Get ready for Bergmanception: you know how Woody Allen has long been a big Bergman fan and how many of his films are clearly inspired by Bergman’s? Well, the beginning of The Serpent’s Egg feels a bit like Bergman got Allen and his creative team to create the titles. White writing in a timeless serif font on a black screen, listing the cast and crew, accompanied by jaunty 1920s jazz tune – it’s all there. Except even at his most glib, Allen did not make films as sour as The Serpent’s Egg.
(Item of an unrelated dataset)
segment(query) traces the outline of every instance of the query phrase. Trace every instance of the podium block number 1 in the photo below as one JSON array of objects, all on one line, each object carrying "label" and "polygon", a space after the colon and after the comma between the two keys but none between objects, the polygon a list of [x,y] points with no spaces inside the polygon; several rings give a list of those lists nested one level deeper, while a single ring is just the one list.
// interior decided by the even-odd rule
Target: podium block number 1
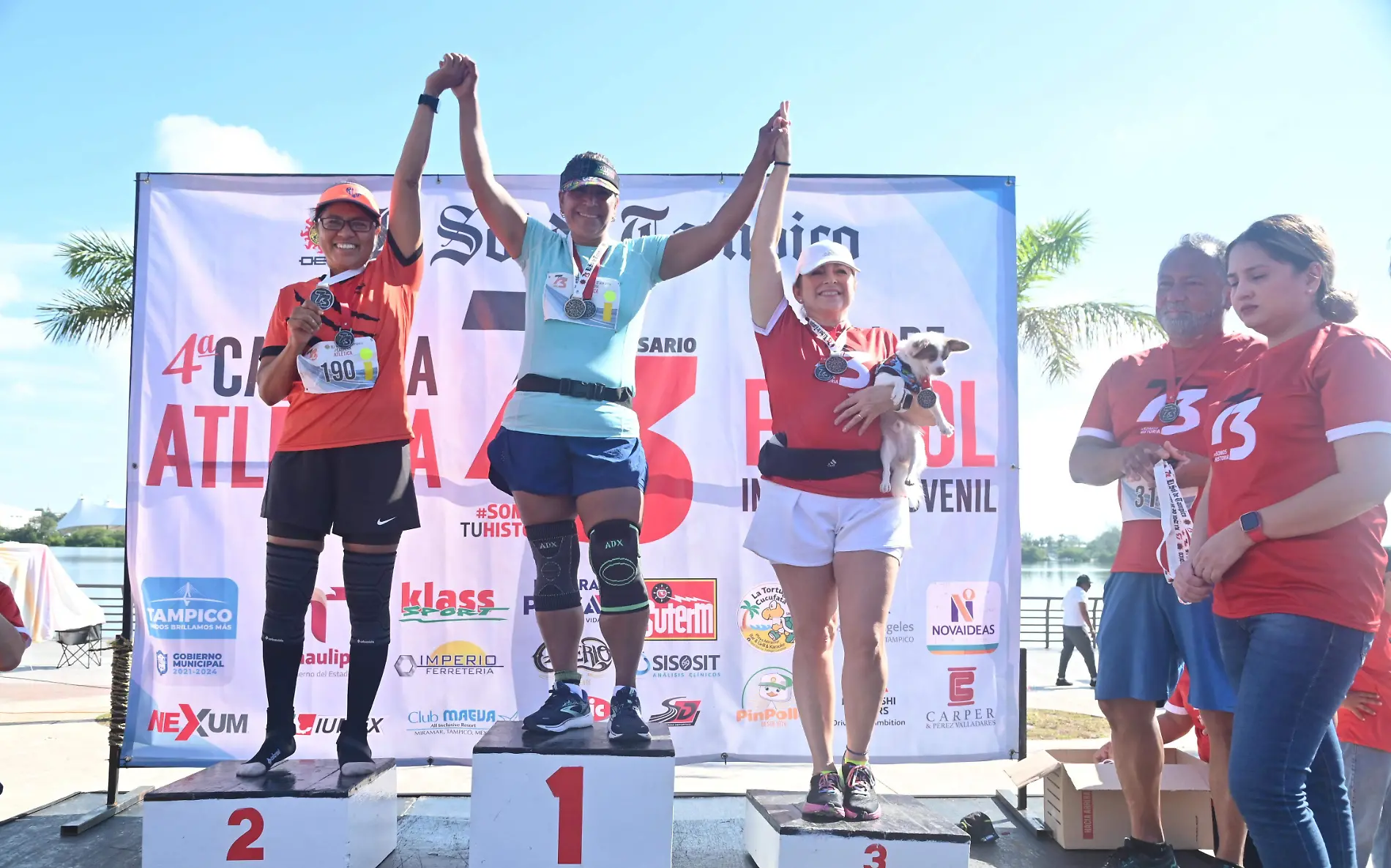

Bergman himself isn’t generally the most wholesome, life-affirming director. His films definitely lean towards the existentialist, and there is a cynical, sometimes downright nihilistic streak to some of them, usually embodied by his male protagonists. But they usually manage to strike a balance between fatalistic despair barely covered by cutting sarcasm (more often than not embodied by Gunnar Björnstrand or Erland Josephson) and a more humanist outlook, generally carried by one of Bergman’s frequent leading ladies.
There is one scene in The Serpent’s Egg that could be called humanist: in it, the main female character Manuela (Liv Ulmann, and yes, it’s strange to hear her acting in English and in German after all the Bergman films in Swedish) talks to a despondent priest, and the two of them console and comfort one another in the absence – or silence – of a god that does not seem to care, because if there is no goodness to be found in the metaphysical, we have to provide it ourselves. Other than that, though, the Weimar Republic-era Berlin that Bergman conjures up is one that is either decadent or weak or resigned, or it is brutal and callous, staging something of a dress rehearsal for the Nazis’ rise to power a few years down the road.
The Serpent’s Egg is about the decade leading up to Hitler’s takeover. It has an almost noirish plot about a streak of suicides leaving a trail that leads a local hospital, people too poor to care about the particulars are given employment. There, the doctors perform experiments on these people – sometimes covertly, sometimes quite openly. It’s clear that Bergman intends these to foreshadow the concentration camp experiments of a Joseph Mengele, but it’s much less clear how he intends the rest of the film’s cast, the ones that fall victim to the inhumane experiments of Dr Hans Vergerus (Heinz Bennent, and yes, there’s that name again – did Bergman have an acquaintance named Vergerus that he really disliked?), to come across. The protagonist, Abel Rosenberg (David Carradine), is a depressed, cynical alcoholic. Inspector Bauer (Gert Fröbe), the policeman looking into the suicide of Rosenberg’s brother Max, is perceptive, but he is also ineffectual. The cabaret at which Manuela, Max’s ex-wife and eventually Abel’s lover, works is dingy, low-rent and drawn in sickly colours, a vastly less appealing precursor to Cabaret‘s Kit Kat Klub. There is a sense that, while Bergman clearly condemns the cold inhumanity of Dr Vergerus and the thuggish cruelty of the fascist gangs, he may not see their victims altogether differently from how they do: The Serpent’s Egg paints them as resigned to their fate, unable or unwilling to do anything other than wait out the inevitable. Certainly, the film is not blind to the fact that during the Weimar Republic the massive inflation left millions scrambling for whatever money and food they could find, and that short-term survival came first for them, but in this film Bergman is not one to translate this kind of awareness into actual empathy or compassion. Even Liv Ulmann, often the heart of Bergman’s ensemble casts, is too restricted by her character, and possibly by the script and the English and German dialogue, to bring such a more warm, human quality to the film, as she does in so many other films by the director.
The Serpent’s Egg is not a complete loss. As shot by Bergman’s frequent cinematographer Sven Nykvist, it is visually striking and not too dissimilar from Otto Dix’ stylised, scathing depictions of Weimar Germany. (Looking at the stills, I can imagine a version of this film that works much better – perhaps it’s a version of The Serpent’s Egg that leaves out all dialogue and uses only music and sound.) There are individual scenes that stand out, vignettes of a society that grinds up people and spits them out. But as a whole, Bergman has made a film that is too judgmental, too aloof and its protagonist both is too pathetic and not sufficiently capable of genuine pathos (a quality that Bergman rarely accorded his characters, but that might have helped here) to carry the story. If The Touch not only showed that Bergman could work in English but also that he could use the language to interesting effect, The Serpent’s Egg suggests that it is good he didn’t keep working in English. In the end it is a failure that is only worthwhile in fits and starts – so it may be interesting to go from this, one of the works that most Bergman critics would put at the bottom of his oeuvre, to the next film in Criterion’s Ingmar Bergman’s Cinema, its third and last centrepiece: Persona.